He seemed to agree with me, but a crash coming from the warehouses made us both shut up and halt in our tracks. Bates and Burns quickly exchanged looks, then Bates gave us the sign to hang back and sprinted forward. The knot of anxiety was back in my stomach as I followed, but I did my best to ignore it. Unlike the air force base we’d raided in summer that had ended with Innes biting it, there was only a small chance of anyone actually dying on the premises, and while there were residential areas aplenty in walking distance, the airport didn’t look like a good hiding spot for the undead. The wind was coming from the south, carrying a whiff of decay over from the roads, but so far we hadn’t found any remains—or anything trashed for that matter. Raccoons, I told myself. And unless they were six feet tall, undead raccoons, they wouldn’t be a problem for us.

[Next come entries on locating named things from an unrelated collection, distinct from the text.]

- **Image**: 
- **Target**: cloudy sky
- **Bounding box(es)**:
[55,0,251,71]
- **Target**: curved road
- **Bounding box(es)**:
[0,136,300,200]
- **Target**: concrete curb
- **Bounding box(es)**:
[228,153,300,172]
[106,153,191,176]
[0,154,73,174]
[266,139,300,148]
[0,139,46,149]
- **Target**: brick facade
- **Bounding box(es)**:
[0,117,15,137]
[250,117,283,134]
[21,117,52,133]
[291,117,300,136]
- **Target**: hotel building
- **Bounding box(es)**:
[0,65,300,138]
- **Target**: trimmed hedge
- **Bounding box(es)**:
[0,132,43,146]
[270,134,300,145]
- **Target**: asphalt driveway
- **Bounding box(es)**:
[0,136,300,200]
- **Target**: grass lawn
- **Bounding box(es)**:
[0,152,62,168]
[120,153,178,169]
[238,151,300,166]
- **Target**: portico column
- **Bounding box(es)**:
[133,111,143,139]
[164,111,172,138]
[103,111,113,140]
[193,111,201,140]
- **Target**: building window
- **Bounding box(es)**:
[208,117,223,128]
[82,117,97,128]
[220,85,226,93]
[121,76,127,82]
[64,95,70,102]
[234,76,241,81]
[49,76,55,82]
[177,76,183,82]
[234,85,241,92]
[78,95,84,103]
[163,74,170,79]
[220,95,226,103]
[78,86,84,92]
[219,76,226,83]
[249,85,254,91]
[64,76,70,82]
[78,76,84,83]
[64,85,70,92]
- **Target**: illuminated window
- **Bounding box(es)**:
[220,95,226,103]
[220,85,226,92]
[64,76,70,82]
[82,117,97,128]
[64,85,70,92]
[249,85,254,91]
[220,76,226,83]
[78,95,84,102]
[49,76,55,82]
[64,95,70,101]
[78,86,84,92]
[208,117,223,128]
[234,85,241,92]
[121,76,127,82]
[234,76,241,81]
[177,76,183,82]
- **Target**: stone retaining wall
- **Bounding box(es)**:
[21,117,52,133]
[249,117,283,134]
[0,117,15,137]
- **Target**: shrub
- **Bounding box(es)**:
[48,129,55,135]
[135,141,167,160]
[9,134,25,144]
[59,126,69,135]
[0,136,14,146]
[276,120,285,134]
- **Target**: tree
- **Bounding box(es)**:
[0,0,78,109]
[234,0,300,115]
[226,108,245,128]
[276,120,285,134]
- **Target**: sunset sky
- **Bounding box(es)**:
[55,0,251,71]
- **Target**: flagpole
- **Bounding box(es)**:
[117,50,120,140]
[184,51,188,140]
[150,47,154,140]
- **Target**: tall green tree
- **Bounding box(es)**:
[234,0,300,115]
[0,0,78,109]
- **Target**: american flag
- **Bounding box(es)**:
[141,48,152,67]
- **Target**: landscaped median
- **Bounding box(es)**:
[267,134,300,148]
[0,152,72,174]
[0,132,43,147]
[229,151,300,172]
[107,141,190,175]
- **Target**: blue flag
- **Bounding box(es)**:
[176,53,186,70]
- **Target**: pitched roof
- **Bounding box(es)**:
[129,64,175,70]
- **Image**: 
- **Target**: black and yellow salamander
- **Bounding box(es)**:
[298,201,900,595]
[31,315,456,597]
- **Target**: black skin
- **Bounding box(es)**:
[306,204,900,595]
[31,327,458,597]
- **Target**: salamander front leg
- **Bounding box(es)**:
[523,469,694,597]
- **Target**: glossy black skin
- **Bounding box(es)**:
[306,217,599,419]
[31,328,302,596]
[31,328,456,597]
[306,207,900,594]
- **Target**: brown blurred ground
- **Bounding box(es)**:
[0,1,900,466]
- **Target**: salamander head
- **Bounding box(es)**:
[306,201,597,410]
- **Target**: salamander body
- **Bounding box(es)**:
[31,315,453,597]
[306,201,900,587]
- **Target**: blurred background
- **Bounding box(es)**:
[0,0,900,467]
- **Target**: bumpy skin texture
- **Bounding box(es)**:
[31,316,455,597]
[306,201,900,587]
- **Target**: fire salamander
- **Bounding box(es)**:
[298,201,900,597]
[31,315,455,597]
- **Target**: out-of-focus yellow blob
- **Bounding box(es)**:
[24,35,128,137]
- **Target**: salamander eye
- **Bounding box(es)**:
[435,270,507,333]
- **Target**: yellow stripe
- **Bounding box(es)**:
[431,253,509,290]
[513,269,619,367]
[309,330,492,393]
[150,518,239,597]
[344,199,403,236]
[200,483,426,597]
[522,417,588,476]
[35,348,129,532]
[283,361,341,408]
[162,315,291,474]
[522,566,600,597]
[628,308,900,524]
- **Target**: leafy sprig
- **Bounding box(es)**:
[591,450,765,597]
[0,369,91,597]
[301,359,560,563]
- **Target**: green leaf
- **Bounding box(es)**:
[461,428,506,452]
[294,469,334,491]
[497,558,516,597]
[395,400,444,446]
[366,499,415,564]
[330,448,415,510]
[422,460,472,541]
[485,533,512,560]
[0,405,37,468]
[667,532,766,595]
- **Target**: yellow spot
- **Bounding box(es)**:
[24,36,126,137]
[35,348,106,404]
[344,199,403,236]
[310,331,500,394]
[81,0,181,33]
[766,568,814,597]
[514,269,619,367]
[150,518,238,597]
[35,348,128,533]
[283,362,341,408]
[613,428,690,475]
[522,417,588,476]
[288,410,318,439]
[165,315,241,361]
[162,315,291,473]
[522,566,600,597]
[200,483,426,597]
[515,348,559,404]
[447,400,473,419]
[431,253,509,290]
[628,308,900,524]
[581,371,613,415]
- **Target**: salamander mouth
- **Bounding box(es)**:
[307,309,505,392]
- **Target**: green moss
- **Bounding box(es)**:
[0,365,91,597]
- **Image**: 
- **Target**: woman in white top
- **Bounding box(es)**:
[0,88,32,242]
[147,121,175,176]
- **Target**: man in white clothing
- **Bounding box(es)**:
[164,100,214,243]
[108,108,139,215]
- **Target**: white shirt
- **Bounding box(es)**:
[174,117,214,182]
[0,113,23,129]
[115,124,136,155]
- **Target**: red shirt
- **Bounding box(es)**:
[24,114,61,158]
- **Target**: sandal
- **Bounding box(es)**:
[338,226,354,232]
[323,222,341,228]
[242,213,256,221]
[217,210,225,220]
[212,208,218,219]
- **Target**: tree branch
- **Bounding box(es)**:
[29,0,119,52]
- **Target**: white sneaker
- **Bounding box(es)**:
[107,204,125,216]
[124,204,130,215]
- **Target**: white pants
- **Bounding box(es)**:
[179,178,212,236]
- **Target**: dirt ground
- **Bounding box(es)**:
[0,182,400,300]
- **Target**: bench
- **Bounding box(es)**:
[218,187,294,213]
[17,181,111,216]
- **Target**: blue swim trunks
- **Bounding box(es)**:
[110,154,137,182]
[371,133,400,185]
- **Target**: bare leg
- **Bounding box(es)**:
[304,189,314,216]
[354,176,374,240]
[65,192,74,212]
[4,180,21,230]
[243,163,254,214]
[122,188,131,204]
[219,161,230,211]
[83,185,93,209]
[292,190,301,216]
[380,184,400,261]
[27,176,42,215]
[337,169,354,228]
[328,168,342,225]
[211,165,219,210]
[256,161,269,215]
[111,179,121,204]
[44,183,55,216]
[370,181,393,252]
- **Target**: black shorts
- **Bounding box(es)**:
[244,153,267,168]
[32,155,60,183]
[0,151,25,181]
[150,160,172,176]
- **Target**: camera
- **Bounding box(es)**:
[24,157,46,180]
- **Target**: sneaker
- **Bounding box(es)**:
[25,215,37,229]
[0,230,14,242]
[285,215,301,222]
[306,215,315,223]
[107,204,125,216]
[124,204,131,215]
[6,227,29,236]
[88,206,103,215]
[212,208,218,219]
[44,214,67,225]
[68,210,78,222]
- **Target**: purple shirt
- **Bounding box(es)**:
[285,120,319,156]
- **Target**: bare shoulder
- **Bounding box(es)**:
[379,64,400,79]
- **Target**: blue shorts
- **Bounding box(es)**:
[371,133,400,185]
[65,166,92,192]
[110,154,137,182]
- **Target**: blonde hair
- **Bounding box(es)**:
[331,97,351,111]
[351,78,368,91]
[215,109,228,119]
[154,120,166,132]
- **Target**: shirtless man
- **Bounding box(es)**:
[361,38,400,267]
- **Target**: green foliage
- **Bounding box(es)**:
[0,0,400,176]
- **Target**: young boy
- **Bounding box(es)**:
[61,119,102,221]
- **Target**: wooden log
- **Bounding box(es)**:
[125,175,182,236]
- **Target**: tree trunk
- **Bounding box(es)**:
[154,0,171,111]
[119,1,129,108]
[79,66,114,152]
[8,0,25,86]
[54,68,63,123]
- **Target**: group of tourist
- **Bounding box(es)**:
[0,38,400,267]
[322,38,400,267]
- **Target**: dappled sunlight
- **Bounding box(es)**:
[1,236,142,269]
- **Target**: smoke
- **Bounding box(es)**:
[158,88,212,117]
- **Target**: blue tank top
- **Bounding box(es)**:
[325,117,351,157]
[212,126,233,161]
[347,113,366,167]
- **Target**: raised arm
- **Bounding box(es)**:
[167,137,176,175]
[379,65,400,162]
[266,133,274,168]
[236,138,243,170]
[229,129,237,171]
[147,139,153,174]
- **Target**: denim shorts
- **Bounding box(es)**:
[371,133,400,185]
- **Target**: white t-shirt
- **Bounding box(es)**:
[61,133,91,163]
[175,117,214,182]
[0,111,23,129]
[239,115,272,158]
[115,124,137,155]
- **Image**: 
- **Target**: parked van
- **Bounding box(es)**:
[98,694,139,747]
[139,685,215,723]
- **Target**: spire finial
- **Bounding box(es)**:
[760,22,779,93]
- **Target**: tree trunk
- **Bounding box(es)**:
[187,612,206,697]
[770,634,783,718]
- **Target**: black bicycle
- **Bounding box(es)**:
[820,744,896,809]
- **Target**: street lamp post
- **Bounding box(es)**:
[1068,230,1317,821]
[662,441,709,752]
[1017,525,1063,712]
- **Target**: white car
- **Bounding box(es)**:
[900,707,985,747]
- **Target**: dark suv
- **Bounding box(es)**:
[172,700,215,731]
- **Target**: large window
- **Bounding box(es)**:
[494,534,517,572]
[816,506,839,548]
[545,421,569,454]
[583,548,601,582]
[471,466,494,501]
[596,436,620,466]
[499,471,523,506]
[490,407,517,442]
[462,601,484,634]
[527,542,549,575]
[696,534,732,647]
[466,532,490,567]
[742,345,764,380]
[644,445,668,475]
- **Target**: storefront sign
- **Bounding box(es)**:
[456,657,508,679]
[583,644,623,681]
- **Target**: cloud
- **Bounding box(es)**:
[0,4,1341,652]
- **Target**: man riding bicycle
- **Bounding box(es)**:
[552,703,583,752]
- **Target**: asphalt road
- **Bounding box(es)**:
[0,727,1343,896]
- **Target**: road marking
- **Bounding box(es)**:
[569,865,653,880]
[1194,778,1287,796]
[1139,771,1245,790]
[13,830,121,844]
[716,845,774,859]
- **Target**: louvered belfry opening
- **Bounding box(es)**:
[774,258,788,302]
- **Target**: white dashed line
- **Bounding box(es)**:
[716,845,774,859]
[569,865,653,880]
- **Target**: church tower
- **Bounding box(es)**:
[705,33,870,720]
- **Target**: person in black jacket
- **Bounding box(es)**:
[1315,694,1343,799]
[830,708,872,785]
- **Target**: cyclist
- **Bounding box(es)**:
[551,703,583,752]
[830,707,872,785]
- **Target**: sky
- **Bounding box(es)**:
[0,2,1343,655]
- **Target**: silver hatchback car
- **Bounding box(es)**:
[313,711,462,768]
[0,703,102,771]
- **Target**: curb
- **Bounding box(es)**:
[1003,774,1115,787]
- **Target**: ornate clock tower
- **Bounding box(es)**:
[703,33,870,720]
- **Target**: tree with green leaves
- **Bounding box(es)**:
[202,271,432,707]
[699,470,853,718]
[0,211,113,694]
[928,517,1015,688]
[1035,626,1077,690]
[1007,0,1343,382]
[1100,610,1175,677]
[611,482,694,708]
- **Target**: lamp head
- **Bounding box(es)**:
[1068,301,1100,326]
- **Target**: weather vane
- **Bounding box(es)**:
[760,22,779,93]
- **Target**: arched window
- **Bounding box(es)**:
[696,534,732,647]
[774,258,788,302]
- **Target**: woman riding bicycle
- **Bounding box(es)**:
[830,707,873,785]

Bates reached the building and sprinted toward the nearest exit. Rather than wait for me to cover his back, he slipped inside just as I got to the corner, pausing for a moment to listen. His stupid bravado move made me want to curse under my breath, but I swallowed the exclamation—the sound of our voices might have triggered whatever was going on in there, so better keep it down. I sidled over to the door but waited until Martinez stopped next to me before I eased it open, peering inside.
The door opened into a small office space rather than the warehouse itself, the ceiling of the narrow hallway low enough to make me feel claustrophobic. There were two doors leading away before the hallway took a turn toward the warehouse, both of them open. I eased forward and glanced into the first, finding some employee lockers, the door of one of them torn off the hinges. A tidy office was behind the other. Bates must have done a cursory check on the way through as I saw his dirty bootprints on the light tiles a few feet in. I still made sure that nothing was hiding in there while Martinez moved past me to investigate beyond the corner. A break room, also empty, and then the open door into the warehouse. Burns went through first so all the two of us could do was follow.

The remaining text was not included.